HUMPHREY: But what it means is that they're ascribing to me and my colleagues superhuman ability to predict outcomes that we don't necessarily have that ability to predict.

MCCARTHY: For instance, Humphrey recently cared for a woman who had survived a heart attack not long before becoming pregnant.

HUMPHREY: I can't tell the patient with any precision what the chance is that she'll die during the pregnancy.

MCCARTHY: Humphrey says conditions common in pregnancy, like hypertension and bleeding, could put this patient's life at risk. But is that enough for Florida's exceptions to apply? It's not clear, Humphrey says, but she says the person who should be making the decision is the patient.

HUMPHREY: Let's say that this patient who's had heart attacks actually has children at home and has a great fear of dying because her mother died in mid-40s. Is it right to say that the politicians know better than any specific circumstance and that this patient has to take risks? It's just too vague.

MCCARTHY: Vice President Kamala Harris recently spoke in Jacksonville. She says that confusion puts patients in danger.


VICE PRESIDENT KAMALA HARRIS: Folks, since Roe was overturned, I have met women who were refused care during a miscarriage. I met a woman who was turned away from an emergency room, and it was only when she developed sepsis that she received care.

MCCARTHY: But some abortion opponents say confusion about the life of the mother exception is caused by statements like Harris'. Kelsey Pritchard with the group Susan B. Anthony Pro-Life America says that's the reason doctors and patients are afraid.

KELSEY PRITCHARD: And I wish that we could all just come to this agreement that that is not OK to put women's lives in danger for political reasons.

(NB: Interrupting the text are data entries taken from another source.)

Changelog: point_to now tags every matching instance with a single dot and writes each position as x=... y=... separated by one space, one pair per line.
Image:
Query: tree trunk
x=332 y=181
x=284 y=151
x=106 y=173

MCCARTHY: The Florida Agency for Health Care Administration issued a set of temporary emergency rules in an attempt they say is to clear up confusion. The agency's leader posted on social media the rules are needed because abortion access advocates are, quote, "lying for political gain." Pritchard agrees.

PRITCHARD: It's pretty clear when you listen to any Democrat talk about the issue of abortion why it's needed. And unfortunately, it's because they've been relying on this false talking point that women will die if you don't vote the way they want you to vote or if you put in place a heartbeat law.

MCCARTHY: But Dr. Rachel Humphrey says the agency's guidance makes things more confusing. For one thing, it only addresses three conditions.

HUMPHREY: Here we are with layer upon layer of rules and layer upon layer of government intervention, which is not resulting in clarity or in better care.

MCCARTHY: The issue is also in front of the U.S. Supreme Court. President Biden's administration says a federal law that requires doctors to stabilize patients applies to abortion, even if the procedure is barred by state law. Many Republican-led states, starting with Idaho, have pushed back. Potentially, millions of voters will have the chance to weigh in on abortion access in November, including in Florida.